Thumb CMC joint Injection

Thumb CMC joint Injection

When to inject
As a treatment where significant symptoms not responding to conservative measures and for symptom
control prior to surgery.

When to avoid injection

  • Short duration of symptom control or minimal benefit from previous injection
  • If significant dermal or adipose atrophy from previous injections
  • When surgery is planned in near future (next two months)
  • Local or systemic infection

Risks and complications

Infection – very rare probably 1 in 15000

Skin depigmentation, dermal atrophy, adipose atrophy, particularly if injection too superficial

Tendon rupture – very rare in non-rheumatoid patients

Flare of symptoms

Increased blood sugars in diabetic patients, this may last for 3-7 days with significant elevation of blood sugars

Facial flushing particularly in ladies

Equipment

Antiseptic spray (alcoholic chlorhexidene), dressings/ adhesive plaster for after injection, gloves.

We recommend two syringes, one for the local anaesthetic placement and a separate syringe for the steroid. We feel this allows a more comfortable experience for the patient and allows more accurate injection placement, potentially reducing complications.

5ml of 1 or 2 % lidocaine, 5 ml syringe, drawing up needle.

Long orange needle 25mm, 25 guage

10 – 20mg of triamcinolone or Kenalog in a separate 1ml syringe

Positioning

How patients are positioned during the procedure

The patient is seated, and the affected hand in mid pro-supination with the thumb facing the ceiling on a table or other flat surface.

The injector should identify the thumb CMC joint and mark with a pen if necessary. Viewing a radiograph is often very useful to visualise the pathway for the needle especially in advanced arthritis or where there is joint subluxation.

dequrvains injection

Where to inject

After antiseptic application and under strict aseptic technique.

With the local anaesthetic first and the orange needle , at 90 degrees to the skin, entry point over the midpoint of the dorsal/radial surface of CMC joint . Slowly advance the needle injecting small amounts of local anaesthetic so as to avoid obscuring the anatomy. Once you hit bone with the needle by moving the thumb metacarpal you can identify if you are too distal or not. By getting an assistant to apply gentle traction to the thumb and counter traction to the forearm easier joint entry is facilitated. The needle should slide easily into the joint without any significant resistance.

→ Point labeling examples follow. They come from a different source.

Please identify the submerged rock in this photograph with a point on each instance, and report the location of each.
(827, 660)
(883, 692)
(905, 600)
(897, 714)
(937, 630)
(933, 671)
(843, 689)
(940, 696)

Once the joint is entered the patient will often experience a very tight feeling as the joint capsule is distended. The thumb may also move/ abduct slightly as the joint is filled. At this point remove the syringe being careful to leave the needle in the joint. If you have filled the joint with local anaesthetic you will see fluid bubbling back through the top of the orange hypodermic needle. If you are not in the joint this will not occur. If intra-articular placement of the needle is confirmed then inject 10-20 mg of steroid . (Robati S, Ardolino A, Walsh SP. Accurate injection of small joints – a useful technique.Ann R Coll Surg Engl 2009; 91: 623–624.)

The needle is withdrawn and firm pressure applied for 5 minutes to prevent extravasation of the steroid. Then a light dressing is applied. Advise the patient to be cautious with use of the hand over the next day. Expect some discomfort for a day or two.

Pearls

Remind the patient that steroids take some time to have effect. Patients often wait 3-7 days to experience a difference in clinical symptoms.

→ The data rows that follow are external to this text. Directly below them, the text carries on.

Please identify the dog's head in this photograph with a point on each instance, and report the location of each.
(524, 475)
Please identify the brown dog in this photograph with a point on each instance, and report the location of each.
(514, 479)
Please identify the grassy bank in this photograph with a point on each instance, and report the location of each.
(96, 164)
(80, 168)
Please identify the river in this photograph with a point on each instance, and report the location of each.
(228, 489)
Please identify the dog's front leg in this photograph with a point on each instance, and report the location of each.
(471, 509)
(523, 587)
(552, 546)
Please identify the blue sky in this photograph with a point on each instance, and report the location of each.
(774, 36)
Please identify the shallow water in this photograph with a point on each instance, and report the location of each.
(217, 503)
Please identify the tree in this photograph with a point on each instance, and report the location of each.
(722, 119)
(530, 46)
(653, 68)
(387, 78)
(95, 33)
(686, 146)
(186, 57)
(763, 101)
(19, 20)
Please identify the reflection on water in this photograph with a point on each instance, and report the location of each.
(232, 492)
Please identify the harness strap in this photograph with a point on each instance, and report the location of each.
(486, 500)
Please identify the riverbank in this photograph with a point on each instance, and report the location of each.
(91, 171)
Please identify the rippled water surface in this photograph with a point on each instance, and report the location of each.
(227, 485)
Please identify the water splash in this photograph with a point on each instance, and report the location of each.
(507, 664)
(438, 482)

Gentle traction on the joint by an assistant can be very helpful in opening up the joint.

A relaxed patient will allow easier injection placement

The radial artery runs a few millimetres proximal to the thumb CMC joint and intra-arterial injection must be avoided. To avoid potential complications of vascular or nerve ischemia, tissue necrosis, and serious damage to nerve, lidocaine with adrenaline should not be used.